Teleprinter: Difference between revisions

Teletype machines in World War II

A teletypewriter in 1930

A teleprinter (teletypewriter, Teletype or TTY for TeleTYpe/TeleTYpewriter) is a now largely obsolete electro-mechanical typewriter which can be used to communicate typed messages from point to point and point to multipoint over a variety of communications channels that range from a simple electrical connection, such as a pair of wires, to the use of radio and microwave as the transmission medium.

The modern descendants of these devices are fully electronic and use a screen instead of a printer. These teletypewriters are still in use by the deaf for typed communications over the telephone, usually called a TDD (Telecommunications Devices for the Deaf) or TTY (although TTY also refers to teleprinters in general).

History

The teleprinter evolved through a series of inventions by a number of engineers, including Royal Earl House, David E. Hughes, Edward Kleinschmidt, Charles Krum, Emile Baudot and Frederick G. Creed. A predecessor to the teleprinter, the stock ticker machine, was used as early as the 1870s as a method of displaying text transmitted over wires. A specially-designed telegraph typewriter was used to send stock exchange information over telegraph wires to the ticker machines.

Teleprinter operation

Keyboard of a Baudot Teletype.

Most teleprinters used the 5-bit Baudot code (also known as ITA2). This limited the character set to 32 codes (2^5 = 32). One had to use a "FIGS" shift key to type numbers and special characters. Special versions of teleprinters had FIGS characters for specific applications, such as weather symbols for weather reports. Print quality was poor by modern standards. The Baudot code was used asynchronously with start and stop bits: the asynchronous code design was intimately linked with the start-stop electro-mechanical design of teleprinters. (Early systems had used synchronous codes, but were hard to synchronize mechanically). Other codes, such as ASCII, Fieldata and Flexowriter, were introduced but never became as popular as Baudot.

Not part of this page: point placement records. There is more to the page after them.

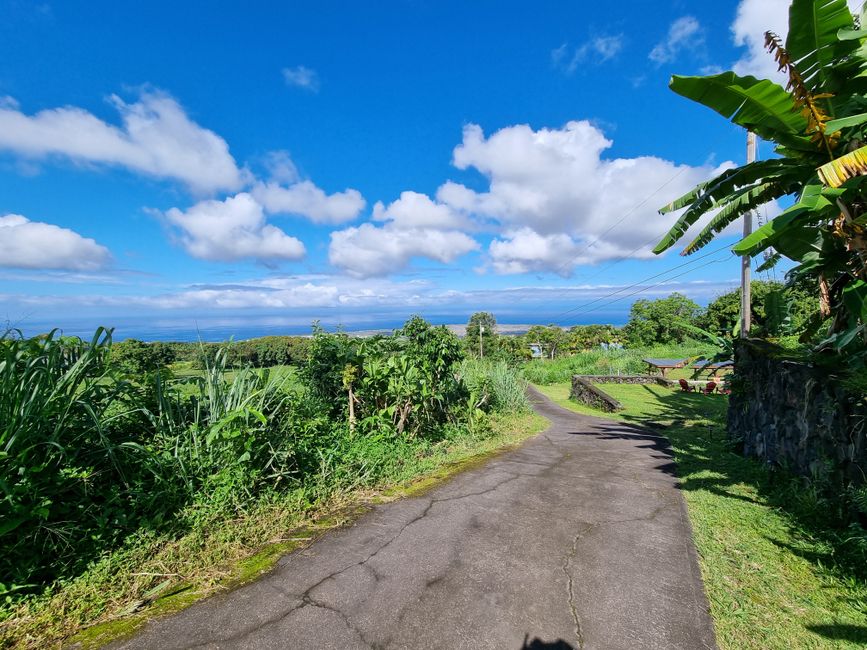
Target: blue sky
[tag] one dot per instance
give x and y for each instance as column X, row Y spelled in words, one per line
column 223, row 165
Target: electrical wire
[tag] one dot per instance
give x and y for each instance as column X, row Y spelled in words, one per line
column 640, row 282
column 658, row 284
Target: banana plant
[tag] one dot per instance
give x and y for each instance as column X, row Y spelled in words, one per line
column 818, row 124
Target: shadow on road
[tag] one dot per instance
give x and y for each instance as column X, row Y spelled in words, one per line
column 708, row 461
column 538, row 644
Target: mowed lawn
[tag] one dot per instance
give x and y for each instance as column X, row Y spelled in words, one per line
column 776, row 575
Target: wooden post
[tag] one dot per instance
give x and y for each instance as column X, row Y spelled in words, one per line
column 745, row 260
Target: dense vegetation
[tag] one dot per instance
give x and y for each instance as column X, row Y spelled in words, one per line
column 100, row 448
column 818, row 126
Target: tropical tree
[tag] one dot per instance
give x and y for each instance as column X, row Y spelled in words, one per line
column 776, row 310
column 484, row 322
column 657, row 321
column 818, row 123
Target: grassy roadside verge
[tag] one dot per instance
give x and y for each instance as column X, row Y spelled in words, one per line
column 157, row 574
column 776, row 574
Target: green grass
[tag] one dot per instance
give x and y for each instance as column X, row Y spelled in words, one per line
column 612, row 362
column 779, row 573
column 159, row 573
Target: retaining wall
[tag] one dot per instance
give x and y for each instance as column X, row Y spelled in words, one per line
column 795, row 414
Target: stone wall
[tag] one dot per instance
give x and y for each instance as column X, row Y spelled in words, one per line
column 626, row 379
column 586, row 393
column 796, row 415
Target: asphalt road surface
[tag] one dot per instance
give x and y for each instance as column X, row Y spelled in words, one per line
column 577, row 539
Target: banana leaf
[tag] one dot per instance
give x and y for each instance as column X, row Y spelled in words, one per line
column 813, row 43
column 759, row 105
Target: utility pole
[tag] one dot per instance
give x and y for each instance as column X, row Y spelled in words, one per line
column 745, row 260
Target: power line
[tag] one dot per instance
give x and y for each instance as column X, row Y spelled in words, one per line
column 658, row 284
column 629, row 213
column 642, row 281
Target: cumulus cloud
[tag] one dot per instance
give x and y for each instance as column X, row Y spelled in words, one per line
column 415, row 210
column 753, row 19
column 29, row 244
column 594, row 51
column 301, row 77
column 232, row 229
column 323, row 296
column 155, row 137
column 306, row 199
column 683, row 33
column 559, row 201
column 369, row 250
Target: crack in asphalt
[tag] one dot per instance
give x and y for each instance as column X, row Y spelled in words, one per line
column 559, row 436
column 570, row 585
column 308, row 600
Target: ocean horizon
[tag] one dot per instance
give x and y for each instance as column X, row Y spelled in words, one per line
column 215, row 329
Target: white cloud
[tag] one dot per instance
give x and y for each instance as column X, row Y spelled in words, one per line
column 753, row 19
column 369, row 250
column 414, row 226
column 305, row 199
column 559, row 201
column 29, row 244
column 323, row 296
column 302, row 77
column 232, row 229
column 594, row 51
column 683, row 33
column 156, row 137
column 415, row 210
column 281, row 168
column 526, row 251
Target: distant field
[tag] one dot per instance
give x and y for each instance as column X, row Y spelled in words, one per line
column 611, row 362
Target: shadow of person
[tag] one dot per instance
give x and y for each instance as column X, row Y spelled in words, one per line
column 538, row 644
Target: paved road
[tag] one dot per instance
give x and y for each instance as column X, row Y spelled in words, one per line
column 578, row 539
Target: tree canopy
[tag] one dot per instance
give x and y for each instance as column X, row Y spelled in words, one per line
column 818, row 123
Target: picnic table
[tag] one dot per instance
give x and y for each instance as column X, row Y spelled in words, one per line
column 714, row 368
column 664, row 364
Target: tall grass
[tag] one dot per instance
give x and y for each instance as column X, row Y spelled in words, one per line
column 605, row 362
column 93, row 458
column 495, row 384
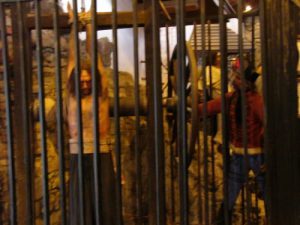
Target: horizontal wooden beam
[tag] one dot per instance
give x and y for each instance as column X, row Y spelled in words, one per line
column 104, row 20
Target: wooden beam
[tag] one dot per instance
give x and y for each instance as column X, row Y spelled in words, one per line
column 104, row 20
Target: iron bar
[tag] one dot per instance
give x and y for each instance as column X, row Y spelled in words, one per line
column 95, row 98
column 253, row 41
column 181, row 116
column 138, row 166
column 199, row 175
column 117, row 113
column 244, row 107
column 224, row 108
column 170, row 124
column 159, row 154
column 59, row 115
column 39, row 59
column 77, row 71
column 205, row 121
column 212, row 124
column 9, row 119
column 200, row 218
column 263, row 36
column 25, row 118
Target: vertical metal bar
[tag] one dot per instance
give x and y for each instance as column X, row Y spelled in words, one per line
column 224, row 107
column 158, row 121
column 25, row 119
column 199, row 177
column 116, row 113
column 138, row 166
column 170, row 123
column 59, row 115
column 200, row 202
column 9, row 119
column 213, row 183
column 95, row 96
column 77, row 72
column 39, row 59
column 181, row 116
column 263, row 47
column 243, row 205
column 244, row 105
column 205, row 143
column 253, row 41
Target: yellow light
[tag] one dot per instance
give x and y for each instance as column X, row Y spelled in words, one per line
column 248, row 8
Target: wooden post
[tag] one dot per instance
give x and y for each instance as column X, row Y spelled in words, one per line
column 280, row 21
column 22, row 126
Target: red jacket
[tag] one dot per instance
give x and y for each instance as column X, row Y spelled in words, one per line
column 254, row 118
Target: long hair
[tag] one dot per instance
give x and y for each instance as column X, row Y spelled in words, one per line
column 71, row 81
column 250, row 78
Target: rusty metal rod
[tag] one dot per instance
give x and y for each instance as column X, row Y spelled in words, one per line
column 244, row 107
column 77, row 71
column 224, row 108
column 39, row 59
column 9, row 119
column 59, row 115
column 95, row 109
column 205, row 121
column 117, row 113
column 137, row 153
column 158, row 119
column 181, row 116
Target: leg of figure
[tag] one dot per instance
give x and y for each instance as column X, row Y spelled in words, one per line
column 74, row 197
column 108, row 190
column 236, row 180
column 257, row 163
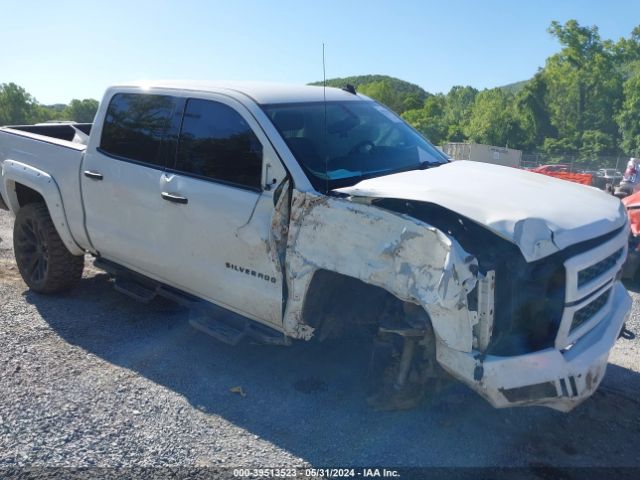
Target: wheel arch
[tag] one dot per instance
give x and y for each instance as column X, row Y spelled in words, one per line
column 25, row 184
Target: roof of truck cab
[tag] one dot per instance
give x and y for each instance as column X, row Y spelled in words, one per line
column 262, row 93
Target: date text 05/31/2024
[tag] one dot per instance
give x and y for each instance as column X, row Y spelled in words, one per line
column 315, row 473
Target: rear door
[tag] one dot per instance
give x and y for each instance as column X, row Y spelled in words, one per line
column 122, row 181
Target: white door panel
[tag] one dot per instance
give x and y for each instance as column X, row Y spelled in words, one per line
column 124, row 213
column 220, row 246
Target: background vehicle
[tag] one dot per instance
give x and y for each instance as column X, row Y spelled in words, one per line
column 630, row 183
column 632, row 264
column 553, row 168
column 280, row 213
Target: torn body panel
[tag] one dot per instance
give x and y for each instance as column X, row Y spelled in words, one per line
column 568, row 213
column 410, row 259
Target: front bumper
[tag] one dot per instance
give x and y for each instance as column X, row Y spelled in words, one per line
column 559, row 379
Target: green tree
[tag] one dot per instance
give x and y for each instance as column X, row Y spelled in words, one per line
column 430, row 119
column 629, row 116
column 493, row 121
column 384, row 93
column 17, row 107
column 533, row 113
column 81, row 111
column 584, row 88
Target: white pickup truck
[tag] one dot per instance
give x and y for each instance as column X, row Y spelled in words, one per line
column 283, row 213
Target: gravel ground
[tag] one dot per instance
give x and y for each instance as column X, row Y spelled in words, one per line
column 92, row 378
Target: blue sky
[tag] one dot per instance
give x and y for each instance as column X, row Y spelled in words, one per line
column 74, row 49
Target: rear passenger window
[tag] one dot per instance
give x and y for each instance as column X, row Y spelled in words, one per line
column 217, row 143
column 135, row 126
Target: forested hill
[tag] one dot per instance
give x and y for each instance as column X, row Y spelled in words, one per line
column 399, row 95
column 584, row 101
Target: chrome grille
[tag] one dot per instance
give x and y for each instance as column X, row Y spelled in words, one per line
column 597, row 269
column 580, row 317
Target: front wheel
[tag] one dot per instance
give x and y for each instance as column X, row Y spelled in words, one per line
column 43, row 260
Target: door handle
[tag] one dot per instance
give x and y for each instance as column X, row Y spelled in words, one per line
column 93, row 175
column 172, row 197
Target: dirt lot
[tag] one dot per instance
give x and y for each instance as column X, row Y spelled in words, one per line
column 92, row 378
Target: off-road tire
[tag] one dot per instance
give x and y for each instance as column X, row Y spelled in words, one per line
column 44, row 262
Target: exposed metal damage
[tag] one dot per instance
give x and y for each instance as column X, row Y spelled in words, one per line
column 452, row 298
column 414, row 261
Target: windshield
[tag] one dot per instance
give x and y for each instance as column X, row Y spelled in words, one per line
column 362, row 139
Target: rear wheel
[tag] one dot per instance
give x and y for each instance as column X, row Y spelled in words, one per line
column 44, row 262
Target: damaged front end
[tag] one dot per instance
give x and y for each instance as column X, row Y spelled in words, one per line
column 545, row 327
column 520, row 326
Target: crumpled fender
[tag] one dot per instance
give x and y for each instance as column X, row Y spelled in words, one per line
column 409, row 258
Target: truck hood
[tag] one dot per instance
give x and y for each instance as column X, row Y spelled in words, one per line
column 539, row 214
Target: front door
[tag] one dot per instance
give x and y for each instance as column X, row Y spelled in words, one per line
column 220, row 225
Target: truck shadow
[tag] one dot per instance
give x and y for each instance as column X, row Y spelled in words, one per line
column 309, row 398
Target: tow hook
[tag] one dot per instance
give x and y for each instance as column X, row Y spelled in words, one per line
column 398, row 381
column 626, row 333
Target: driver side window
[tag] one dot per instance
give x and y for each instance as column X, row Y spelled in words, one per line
column 216, row 143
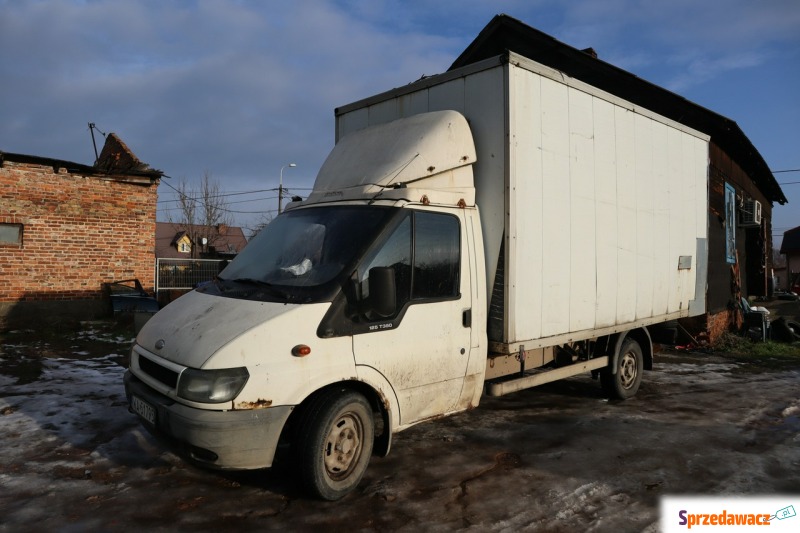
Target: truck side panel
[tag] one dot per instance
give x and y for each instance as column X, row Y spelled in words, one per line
column 613, row 231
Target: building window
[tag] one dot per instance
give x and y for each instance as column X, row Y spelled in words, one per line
column 730, row 224
column 10, row 234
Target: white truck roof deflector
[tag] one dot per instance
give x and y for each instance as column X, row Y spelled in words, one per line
column 429, row 154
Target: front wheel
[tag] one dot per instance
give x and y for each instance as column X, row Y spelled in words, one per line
column 630, row 364
column 335, row 440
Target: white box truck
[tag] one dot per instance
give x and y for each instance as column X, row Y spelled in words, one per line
column 477, row 232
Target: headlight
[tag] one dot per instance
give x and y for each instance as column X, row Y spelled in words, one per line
column 211, row 386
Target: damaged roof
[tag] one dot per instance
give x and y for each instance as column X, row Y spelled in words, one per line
column 116, row 161
column 504, row 33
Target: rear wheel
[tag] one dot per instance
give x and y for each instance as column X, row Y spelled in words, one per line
column 335, row 443
column 630, row 364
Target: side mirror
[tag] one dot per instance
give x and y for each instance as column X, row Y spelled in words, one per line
column 382, row 291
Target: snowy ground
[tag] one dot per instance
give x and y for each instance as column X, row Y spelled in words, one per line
column 556, row 458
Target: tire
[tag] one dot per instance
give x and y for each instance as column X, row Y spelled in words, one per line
column 336, row 436
column 630, row 364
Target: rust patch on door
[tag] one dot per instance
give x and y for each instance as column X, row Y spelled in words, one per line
column 258, row 404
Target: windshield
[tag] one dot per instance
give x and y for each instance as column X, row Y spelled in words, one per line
column 301, row 254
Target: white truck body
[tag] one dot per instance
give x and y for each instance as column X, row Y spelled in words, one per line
column 484, row 230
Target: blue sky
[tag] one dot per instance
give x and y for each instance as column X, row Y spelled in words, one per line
column 238, row 89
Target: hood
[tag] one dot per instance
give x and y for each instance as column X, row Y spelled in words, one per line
column 196, row 326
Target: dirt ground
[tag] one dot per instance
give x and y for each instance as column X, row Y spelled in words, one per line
column 555, row 458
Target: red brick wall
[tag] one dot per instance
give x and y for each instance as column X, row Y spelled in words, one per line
column 79, row 232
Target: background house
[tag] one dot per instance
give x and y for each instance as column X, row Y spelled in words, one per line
column 790, row 247
column 742, row 189
column 190, row 254
column 67, row 228
column 194, row 241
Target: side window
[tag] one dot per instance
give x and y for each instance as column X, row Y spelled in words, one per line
column 437, row 246
column 395, row 253
column 423, row 251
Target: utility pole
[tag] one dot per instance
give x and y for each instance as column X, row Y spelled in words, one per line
column 280, row 187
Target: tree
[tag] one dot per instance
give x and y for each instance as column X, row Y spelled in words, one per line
column 204, row 214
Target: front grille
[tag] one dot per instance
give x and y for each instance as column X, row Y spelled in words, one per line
column 154, row 370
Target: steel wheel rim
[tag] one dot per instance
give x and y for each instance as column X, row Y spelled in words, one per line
column 343, row 446
column 627, row 370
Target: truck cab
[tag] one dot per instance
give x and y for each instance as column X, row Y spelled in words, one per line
column 349, row 317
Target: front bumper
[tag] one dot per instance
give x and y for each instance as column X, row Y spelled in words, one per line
column 229, row 440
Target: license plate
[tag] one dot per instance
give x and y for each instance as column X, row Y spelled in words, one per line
column 143, row 409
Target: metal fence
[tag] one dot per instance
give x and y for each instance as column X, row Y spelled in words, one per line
column 185, row 274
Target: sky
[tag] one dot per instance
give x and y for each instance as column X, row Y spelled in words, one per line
column 237, row 90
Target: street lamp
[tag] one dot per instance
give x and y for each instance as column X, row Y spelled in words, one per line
column 280, row 186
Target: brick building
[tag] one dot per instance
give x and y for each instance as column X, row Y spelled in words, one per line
column 66, row 228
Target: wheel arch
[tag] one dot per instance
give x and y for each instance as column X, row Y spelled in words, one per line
column 380, row 408
column 642, row 338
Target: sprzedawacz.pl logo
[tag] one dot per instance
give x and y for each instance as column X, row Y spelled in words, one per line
column 722, row 519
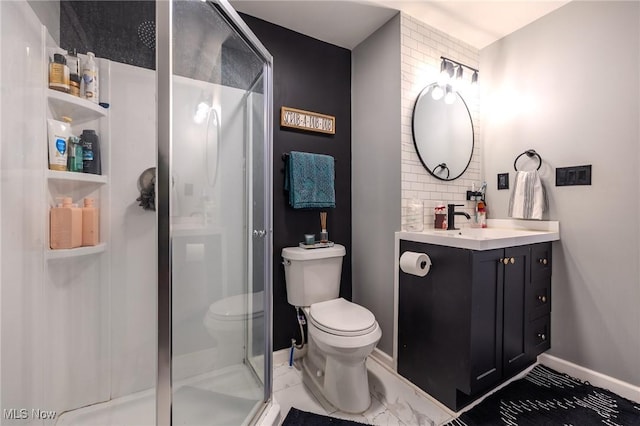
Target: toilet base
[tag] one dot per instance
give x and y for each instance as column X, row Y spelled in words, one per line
column 343, row 386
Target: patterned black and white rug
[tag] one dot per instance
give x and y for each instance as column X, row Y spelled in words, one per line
column 546, row 397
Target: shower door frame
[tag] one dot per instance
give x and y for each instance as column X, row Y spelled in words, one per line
column 164, row 74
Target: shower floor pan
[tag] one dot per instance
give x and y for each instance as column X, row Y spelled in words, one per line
column 222, row 397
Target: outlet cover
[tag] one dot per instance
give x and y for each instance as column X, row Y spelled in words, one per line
column 574, row 175
column 503, row 180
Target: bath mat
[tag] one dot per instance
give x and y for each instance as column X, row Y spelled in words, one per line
column 297, row 417
column 547, row 397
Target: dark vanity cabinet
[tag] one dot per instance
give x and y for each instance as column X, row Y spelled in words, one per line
column 476, row 319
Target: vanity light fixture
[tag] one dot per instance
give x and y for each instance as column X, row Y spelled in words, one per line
column 449, row 67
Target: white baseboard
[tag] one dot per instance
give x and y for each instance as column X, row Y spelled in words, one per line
column 282, row 356
column 624, row 389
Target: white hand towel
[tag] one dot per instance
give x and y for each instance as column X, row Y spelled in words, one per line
column 529, row 198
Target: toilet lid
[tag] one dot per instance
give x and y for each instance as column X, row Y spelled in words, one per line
column 236, row 307
column 342, row 318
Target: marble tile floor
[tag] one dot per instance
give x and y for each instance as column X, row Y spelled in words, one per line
column 393, row 402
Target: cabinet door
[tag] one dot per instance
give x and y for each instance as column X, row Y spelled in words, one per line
column 517, row 278
column 486, row 319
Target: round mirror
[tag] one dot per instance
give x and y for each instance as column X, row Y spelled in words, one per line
column 442, row 133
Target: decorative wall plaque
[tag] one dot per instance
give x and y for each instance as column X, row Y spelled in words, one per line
column 307, row 120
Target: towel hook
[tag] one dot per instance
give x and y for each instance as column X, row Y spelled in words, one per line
column 530, row 153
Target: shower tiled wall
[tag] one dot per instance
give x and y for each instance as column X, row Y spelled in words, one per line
column 421, row 48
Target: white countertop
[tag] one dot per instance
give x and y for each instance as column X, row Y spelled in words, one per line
column 499, row 233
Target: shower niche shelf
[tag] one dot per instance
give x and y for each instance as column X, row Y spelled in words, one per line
column 80, row 110
column 76, row 252
column 77, row 177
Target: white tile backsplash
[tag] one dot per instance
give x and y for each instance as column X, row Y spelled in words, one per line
column 421, row 49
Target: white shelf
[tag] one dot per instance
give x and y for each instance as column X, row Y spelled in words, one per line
column 76, row 252
column 78, row 109
column 77, row 177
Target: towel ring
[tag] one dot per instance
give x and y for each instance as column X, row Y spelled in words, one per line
column 530, row 153
column 442, row 166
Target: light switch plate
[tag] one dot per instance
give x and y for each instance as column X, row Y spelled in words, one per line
column 574, row 175
column 503, row 180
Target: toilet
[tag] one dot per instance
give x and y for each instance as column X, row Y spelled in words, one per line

Mark and space are terms describing logic levels in teleprinter circuits. The native mode of communication for a teleprinter is a simple series DC circuit that is interrupted, much as a rotary dial interrupts a telephone signal. The marking condition is when the circuit is closed (current is flowing), the spacing condition is when the circuit is open (no current is flowing). The "idle" condition of the circuit is a continuous marking state, with the start of a character signalled by a "start bit", which is always a space. Following the start bit, the character is represented by a fixed number of bits, such as 5 bits in the Baudot code, each either a mark or a space to denote the specific character or machine function. After the character's bits, the sending machine sends one or more stop bits. The stop bits are marking, so as to be distinct from the subsequent start bit. If the sender has nothing more to send, the line simply remains in the marking state (as if a continuing series of stop bits) until a later space denotes the start of the next character. The time between characters need not be an integral multiple of a bit time, but it must be at least the minimum number of stop bits required by the receiving machine.

When the line is broken, the continuous spacing (open circuit, no current flowing) causes a receiving teleprinter to cycle continuously, even in the absence of stop bits. It prints nothing because the characters received are all zeros, the Baudot blank (or ASCII) null character.

Teleprinter circuits were generally leased from a communications common carrier and consisted of twisted pair copper wires through ordinary telephone cables that extended from the teleprinter located at the customer location to the common carrier central office. These teleprinter circuits were connected to switching equipment at the central office for Telex and TWX service. Private line teleprinter circuits were not directly connected to switching equipment. Instead, these private line circuits were connected to network hubs and repeaters configured to provide point to point or point to multipoint service. More than two teleprinters could be connected to the same wire circuit by means of a current loop.

The teleprinter circuit was often linked to a 5-bit paper tape punch (or "reperforator") and reader, allowing messages received to be resent on another circuit. Complex military and commercial communications networks were built using this technology. Message centers had rows of teleprinters and large racks for paper tapes awaiting transmission. Skilled operators could read the priority code from the hole pattern and might even feed a "FLASH PRIORITY" tape into a reader while it was still coming out of the punch. Routine traffic often had to wait hours for relay. Many teleprinters had built-in paper tape readers and punches, allowing messages to be saved in machine-readable form and edited off-line.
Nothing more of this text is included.